As such, if you grab the Verizon firmware and try to flash it over your AT&T firmware, rather than being greeted with Verizon’s boot screen and such, you’ll just be given AT&T’s firmware all over again.
Samsung even went so far as to lock out going to unlocked firmware in a similar fashion. You can flash the unlocked firmware and it’ll have the look and feel of the unlocked S21, however the CSC will still remain locked to your carrier, and as such you’ll only have the network bands enabled by the original carrier’s configuration.
(This is relatively problematic for AT&T; if you have another carrier’s CSC in the US you lose the ability to use LTE bands 14, 29, and 30, which can be quite important depending on where you live.)
To put it lightly: this sucks ass. Samsung made a dick move here by essentially soft-locking phones to carriers like this. It isn’t as bad as a full SIM lock, no. But it is nonetheless a dick move. (An AT&T SIM will still work with a T-Mobile config, for example. It’ll just be lacking some “nice to have” bands and result in a degraded experience.)
There is, however, a workaround to get things kind of working.
Canada saves the day
As I was throwing myself at this problem, someone on reddit named RayW suggested something kind of out there, but still might be crazy enough to work: try flashing the Canadian firmware and see what happens. And maybe try flashing the unlocked US firmware after?
This works because the Canadian variant of the S21s (in my case, the G991W because I have a regular S21) use the very same CPU as the US variants. Therefore with patched ODIN, we can flash it onto our US S21. And sure enough, this actually worked. When I went into Settings > About Phone < Software Information, my CSC had changed to XAC/XAC/TMB! (Note, the last CSC will never change. That’s the CSC the phone originally shipped with.)
Checking the phone’s band configuration (*#2263# at the dialer if you’re curious), sure enough, the bands had changed. mmWave 5G was gone (because they don’t use it in Canada, I guess?) and I actually had SOME of the AT&T LTE bands back. This was an improvement!

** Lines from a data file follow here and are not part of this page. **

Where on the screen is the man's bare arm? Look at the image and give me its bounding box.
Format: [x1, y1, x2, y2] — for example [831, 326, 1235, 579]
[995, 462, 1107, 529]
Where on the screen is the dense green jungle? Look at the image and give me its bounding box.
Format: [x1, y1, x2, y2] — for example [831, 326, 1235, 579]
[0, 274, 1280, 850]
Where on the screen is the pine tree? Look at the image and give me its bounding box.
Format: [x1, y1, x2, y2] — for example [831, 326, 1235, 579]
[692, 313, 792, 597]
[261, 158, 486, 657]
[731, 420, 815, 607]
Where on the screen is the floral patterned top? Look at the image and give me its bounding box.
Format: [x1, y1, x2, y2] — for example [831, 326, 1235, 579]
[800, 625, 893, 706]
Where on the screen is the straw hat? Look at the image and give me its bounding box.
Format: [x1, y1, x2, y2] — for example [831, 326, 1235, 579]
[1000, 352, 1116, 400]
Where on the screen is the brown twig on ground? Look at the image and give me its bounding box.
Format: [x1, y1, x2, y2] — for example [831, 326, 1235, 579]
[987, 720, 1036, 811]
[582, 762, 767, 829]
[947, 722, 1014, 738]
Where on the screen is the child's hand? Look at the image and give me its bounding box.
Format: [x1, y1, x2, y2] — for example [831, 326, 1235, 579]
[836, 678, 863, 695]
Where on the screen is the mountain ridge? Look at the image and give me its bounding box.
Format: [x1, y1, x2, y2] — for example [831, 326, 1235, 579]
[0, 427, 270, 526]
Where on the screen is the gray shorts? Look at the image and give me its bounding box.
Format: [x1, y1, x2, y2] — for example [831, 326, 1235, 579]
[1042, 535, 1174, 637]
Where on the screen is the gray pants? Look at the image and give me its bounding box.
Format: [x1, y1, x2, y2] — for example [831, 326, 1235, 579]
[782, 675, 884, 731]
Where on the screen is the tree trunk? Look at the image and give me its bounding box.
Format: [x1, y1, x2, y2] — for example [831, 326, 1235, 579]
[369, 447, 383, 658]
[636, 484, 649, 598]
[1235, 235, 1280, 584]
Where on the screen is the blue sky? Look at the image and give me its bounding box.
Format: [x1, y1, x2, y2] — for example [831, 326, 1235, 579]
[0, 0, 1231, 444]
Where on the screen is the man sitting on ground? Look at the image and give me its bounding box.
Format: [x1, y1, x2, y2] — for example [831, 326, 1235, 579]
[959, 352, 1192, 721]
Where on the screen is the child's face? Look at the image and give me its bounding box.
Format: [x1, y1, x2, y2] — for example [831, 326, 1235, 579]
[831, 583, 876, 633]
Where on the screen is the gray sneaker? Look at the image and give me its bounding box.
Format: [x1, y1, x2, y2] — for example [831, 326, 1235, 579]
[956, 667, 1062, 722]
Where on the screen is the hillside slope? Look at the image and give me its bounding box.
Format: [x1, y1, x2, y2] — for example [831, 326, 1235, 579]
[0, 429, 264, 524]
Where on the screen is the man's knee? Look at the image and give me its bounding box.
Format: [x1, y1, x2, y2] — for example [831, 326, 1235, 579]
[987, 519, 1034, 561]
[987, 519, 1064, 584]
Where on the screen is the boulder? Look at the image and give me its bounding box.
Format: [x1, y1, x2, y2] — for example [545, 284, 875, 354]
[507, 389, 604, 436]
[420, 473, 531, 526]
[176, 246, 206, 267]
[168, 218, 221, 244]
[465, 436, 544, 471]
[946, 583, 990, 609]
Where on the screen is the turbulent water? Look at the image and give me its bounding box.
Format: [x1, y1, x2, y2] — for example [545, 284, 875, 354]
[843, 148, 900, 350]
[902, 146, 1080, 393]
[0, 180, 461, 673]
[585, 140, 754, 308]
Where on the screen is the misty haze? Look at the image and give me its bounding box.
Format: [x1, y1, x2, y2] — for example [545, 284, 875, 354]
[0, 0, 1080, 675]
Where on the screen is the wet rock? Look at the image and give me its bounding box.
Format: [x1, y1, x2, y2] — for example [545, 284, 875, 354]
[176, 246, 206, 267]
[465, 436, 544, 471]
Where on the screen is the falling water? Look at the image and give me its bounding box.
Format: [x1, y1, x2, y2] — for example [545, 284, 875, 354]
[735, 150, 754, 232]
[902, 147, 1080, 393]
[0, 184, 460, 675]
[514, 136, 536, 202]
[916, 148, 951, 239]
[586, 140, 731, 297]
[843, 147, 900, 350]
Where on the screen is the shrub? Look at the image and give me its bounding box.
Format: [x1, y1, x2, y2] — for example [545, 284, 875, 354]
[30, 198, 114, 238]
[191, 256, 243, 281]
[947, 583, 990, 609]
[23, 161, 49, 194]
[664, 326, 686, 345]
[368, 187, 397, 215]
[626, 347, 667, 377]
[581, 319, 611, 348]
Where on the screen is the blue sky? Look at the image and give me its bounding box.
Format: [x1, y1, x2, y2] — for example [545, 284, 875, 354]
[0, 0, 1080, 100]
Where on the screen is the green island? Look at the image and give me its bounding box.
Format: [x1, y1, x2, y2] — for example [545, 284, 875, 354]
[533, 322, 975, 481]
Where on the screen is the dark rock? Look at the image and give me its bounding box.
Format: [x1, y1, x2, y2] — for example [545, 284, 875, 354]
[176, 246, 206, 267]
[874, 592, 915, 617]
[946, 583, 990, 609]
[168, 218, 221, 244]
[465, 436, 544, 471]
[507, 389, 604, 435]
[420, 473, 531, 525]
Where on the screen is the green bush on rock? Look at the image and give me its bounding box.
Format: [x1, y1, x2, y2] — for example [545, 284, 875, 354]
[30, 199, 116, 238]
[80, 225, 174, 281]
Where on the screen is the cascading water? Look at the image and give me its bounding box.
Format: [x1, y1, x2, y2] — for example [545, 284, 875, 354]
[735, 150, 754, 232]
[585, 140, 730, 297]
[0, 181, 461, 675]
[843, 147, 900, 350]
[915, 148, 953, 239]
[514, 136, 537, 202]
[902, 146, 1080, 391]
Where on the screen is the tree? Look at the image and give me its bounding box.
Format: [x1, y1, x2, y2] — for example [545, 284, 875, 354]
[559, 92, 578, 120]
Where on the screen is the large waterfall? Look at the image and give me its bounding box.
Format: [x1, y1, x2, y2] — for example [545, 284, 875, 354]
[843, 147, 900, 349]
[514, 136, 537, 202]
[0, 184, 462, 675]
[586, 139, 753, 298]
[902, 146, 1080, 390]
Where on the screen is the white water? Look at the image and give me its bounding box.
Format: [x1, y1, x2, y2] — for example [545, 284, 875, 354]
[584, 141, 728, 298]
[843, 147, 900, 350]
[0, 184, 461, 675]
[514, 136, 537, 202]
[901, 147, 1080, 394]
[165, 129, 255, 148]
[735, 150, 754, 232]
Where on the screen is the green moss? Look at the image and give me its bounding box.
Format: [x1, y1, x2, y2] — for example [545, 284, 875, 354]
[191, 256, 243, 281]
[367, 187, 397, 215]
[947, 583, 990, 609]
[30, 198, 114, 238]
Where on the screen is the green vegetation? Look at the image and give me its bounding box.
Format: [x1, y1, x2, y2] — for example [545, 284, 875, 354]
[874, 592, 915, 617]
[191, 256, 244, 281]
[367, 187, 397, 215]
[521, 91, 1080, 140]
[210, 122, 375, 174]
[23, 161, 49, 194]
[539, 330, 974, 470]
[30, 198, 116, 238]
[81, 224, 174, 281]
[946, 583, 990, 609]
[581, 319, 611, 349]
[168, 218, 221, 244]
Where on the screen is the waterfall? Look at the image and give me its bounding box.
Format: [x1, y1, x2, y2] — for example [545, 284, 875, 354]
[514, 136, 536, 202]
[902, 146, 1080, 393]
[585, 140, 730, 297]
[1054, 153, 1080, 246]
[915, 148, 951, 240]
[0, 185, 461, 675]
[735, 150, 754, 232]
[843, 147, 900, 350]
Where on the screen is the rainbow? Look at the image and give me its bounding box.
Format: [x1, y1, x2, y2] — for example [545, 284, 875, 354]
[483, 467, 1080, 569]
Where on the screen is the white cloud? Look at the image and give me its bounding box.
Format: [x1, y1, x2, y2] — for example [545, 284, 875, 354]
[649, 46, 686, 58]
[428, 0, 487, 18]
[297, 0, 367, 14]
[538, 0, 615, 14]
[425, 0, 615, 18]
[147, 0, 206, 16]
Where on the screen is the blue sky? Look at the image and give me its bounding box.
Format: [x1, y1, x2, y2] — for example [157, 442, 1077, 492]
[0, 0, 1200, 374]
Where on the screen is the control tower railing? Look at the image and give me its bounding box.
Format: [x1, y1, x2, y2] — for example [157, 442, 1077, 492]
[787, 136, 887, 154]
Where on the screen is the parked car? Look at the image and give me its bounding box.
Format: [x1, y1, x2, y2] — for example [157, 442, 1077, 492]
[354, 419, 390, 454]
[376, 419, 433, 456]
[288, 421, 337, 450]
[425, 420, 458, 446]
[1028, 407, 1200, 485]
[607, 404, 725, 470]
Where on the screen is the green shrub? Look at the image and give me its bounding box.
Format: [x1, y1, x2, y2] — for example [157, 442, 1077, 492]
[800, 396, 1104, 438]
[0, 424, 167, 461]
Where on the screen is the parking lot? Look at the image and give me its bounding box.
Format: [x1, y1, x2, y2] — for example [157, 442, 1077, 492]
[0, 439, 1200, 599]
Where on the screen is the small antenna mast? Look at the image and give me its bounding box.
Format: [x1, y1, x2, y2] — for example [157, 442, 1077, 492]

Now, knowing that the US firmware seems to check and/or use the previous firmware’s CSC when flashing, I tried flashing the US unlocked firmware over the Canadian firmware. Sure enough…the US firmware didn’t know what to do with this and defaulted to XAA/XAA/TMB.
So by going a very roundabout way with firmware, it is possible to get your CSC to at least change to XAA without having to pay for something like SamKey to do it.
However, this unfortunately is very easy to undo. You cannot use the original carrier’s SIM anymore. In my case, my original CSC is TMB, so that means no T-Mobile. What’ll happen is what the phone should be doing with other SIMs in the first place: It’ll reboot and reconfigure itself and when it’s done it’ll once again be locked to the original CSC. (In this case: TMB/TMB/TMB.)
If that should happen, you’ll have to go through ALL of this again to get back to XAA.
Worse yet, this can happen even on the Canadian firmware. I’m not sure how.
That this is necessary is just outright asinine and I hope somewhere Samsung is working on bringing actual carrier switching to carrier-tainted S21s.
Because if they don’t, it just might be time for me to go back to a Pixel.